No. 1 overall pick Casey Mize agreed Monday to a minor league contract with the Detroit Tigers that includes a $7.5 million signing bonus, the highest for any drafted player since 2011.
Detroit didn’t go into much detail about its 2018 plan for Mize, but it certainly sounds as if he’ll pitch in the organization at some point soon.
“We pretty much know what we’re going to do,” said Scott Pleis, the team’s director of amateur scouting. “We’re going to figure that out – how many innings, how that’s going to work out, when he’s going to do it. So all the stuff will be mapped out.”

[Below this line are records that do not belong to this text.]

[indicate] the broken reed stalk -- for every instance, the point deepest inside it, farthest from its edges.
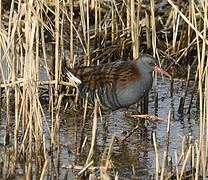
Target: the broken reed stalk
(94, 129)
(157, 165)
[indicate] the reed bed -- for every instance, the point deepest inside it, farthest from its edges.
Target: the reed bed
(36, 37)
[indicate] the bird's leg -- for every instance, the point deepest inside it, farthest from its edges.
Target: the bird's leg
(145, 117)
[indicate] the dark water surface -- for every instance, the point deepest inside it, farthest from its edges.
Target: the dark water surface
(138, 150)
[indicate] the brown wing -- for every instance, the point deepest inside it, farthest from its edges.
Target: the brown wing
(95, 77)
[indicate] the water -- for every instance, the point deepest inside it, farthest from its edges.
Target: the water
(138, 150)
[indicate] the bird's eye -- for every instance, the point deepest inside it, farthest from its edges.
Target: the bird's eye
(152, 63)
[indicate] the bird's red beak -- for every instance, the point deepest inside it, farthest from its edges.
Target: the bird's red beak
(161, 71)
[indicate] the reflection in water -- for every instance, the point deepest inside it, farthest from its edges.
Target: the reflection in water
(138, 152)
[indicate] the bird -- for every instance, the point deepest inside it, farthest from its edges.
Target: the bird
(117, 84)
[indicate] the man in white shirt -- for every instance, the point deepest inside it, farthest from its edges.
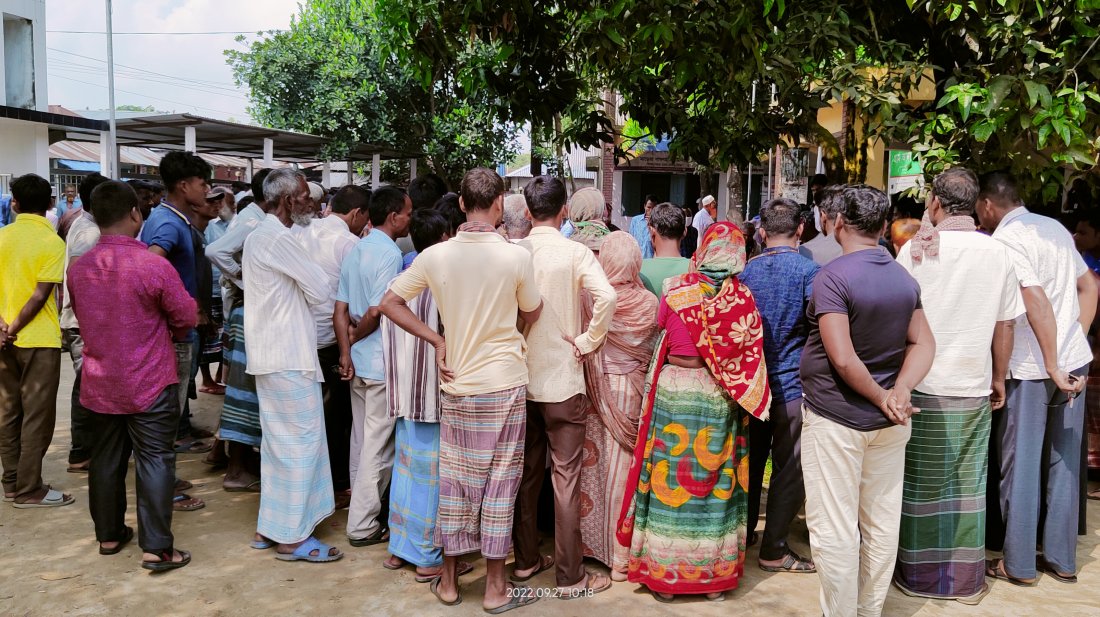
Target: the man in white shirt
(971, 297)
(1044, 415)
(705, 217)
(240, 417)
(328, 241)
(364, 276)
(824, 248)
(83, 235)
(556, 394)
(281, 284)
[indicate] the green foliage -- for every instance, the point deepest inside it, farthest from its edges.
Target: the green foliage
(329, 74)
(1015, 80)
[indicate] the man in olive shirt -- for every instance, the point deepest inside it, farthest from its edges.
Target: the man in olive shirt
(667, 228)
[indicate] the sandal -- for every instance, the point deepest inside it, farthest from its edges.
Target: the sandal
(462, 569)
(545, 563)
(517, 601)
(53, 499)
(304, 552)
(994, 569)
(792, 563)
(167, 562)
(193, 447)
(433, 587)
(184, 503)
(1045, 566)
(128, 535)
(378, 537)
(587, 591)
(250, 487)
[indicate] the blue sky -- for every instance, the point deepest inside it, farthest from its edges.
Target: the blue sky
(172, 73)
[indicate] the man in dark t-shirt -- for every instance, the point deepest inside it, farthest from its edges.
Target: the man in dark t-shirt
(869, 345)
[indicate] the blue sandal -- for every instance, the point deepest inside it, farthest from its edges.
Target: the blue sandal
(301, 553)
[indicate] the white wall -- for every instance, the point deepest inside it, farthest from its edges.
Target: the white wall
(24, 149)
(34, 10)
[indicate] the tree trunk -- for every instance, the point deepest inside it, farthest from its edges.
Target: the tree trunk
(735, 205)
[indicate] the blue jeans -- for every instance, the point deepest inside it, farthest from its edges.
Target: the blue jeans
(1041, 438)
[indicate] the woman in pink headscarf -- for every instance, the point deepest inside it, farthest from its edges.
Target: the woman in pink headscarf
(615, 377)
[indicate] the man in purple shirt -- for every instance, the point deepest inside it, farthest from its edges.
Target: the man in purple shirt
(130, 303)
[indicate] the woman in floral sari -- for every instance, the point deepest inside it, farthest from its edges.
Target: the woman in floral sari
(615, 376)
(685, 520)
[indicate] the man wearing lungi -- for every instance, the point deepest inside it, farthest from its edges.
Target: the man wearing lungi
(481, 283)
(281, 284)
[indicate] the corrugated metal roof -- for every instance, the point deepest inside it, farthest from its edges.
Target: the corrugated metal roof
(134, 155)
(576, 164)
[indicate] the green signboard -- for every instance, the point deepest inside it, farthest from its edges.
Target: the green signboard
(903, 163)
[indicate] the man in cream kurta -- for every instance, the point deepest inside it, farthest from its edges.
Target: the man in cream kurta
(556, 394)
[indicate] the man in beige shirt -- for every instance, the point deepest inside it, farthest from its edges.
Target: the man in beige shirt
(481, 284)
(556, 394)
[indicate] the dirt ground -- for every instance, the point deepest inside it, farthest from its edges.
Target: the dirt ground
(50, 566)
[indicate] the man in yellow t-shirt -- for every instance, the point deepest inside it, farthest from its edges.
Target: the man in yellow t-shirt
(481, 284)
(30, 344)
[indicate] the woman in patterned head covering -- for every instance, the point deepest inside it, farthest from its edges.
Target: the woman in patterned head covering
(586, 209)
(684, 518)
(616, 377)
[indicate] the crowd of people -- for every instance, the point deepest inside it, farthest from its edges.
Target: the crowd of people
(426, 359)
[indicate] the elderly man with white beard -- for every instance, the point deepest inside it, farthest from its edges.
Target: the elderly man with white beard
(281, 284)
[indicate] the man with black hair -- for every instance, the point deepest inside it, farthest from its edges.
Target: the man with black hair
(869, 345)
(364, 277)
(83, 233)
(667, 224)
(240, 418)
(781, 282)
(329, 241)
(168, 233)
(1038, 436)
(413, 400)
(639, 228)
(130, 301)
(281, 284)
(30, 344)
(481, 283)
(556, 389)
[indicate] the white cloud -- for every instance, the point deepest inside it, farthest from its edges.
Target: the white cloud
(194, 76)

Alex Faedo, a right-hander drafted by the Tigers in the first round last year, did not start his minor league career until this season. He’s at Double-A Erie now.
In 17 starts at Auburn this year, Mize went 10-6 with a 3.30 ERA. The 6-foot-3 junior averaged 12.24 strikeouts per nine innings. The Tigers took him with the No. 1 draft pick earlier this month. His bonus in the highest for a player since Aug. 15, 2011, when pitcher Gerrit Cole agreed to an $8 million bonus with Pittsburgh and outfielder Bubba Starling struck a $7.5 million deal with Kansas City.
Mize’s bonus is below his $8,096,300 slot value. In three seasons at Auburn, Mize went 20-13 with a 2.96 ERA, 324 strikeouts and 43 walks.
The Tigers also agreed with Texas second baseman Kody Clemens, the youngest son of seven-time Cy Young winner Roger Clemens, on a deal with a $600,000 signing bonus. Detroit took him in the third round.
Shortly after Detroit announced the deal with Mize, the Tigers held a news conference with him at Comerica Park. He also had a chance to go on the field and interact with players.
“A little nervous to even go play catch,” Mize said. “I felt a part of it a little bit, which was an awesome feeling. Even stepping in the dugout, and kind of just seeing the stadium. I don’t know – it was really cool.”
Mize was asked about any players he may have tried to emulate growing up. His answer never played for the Tigers – but it’s someone who did go to high school in Michigan.
“There is a guy that I grew up idolizing, but he’s not a pitcher,” Mize said. “I loved Derek Jeter growing up, because I played shortstop as well.”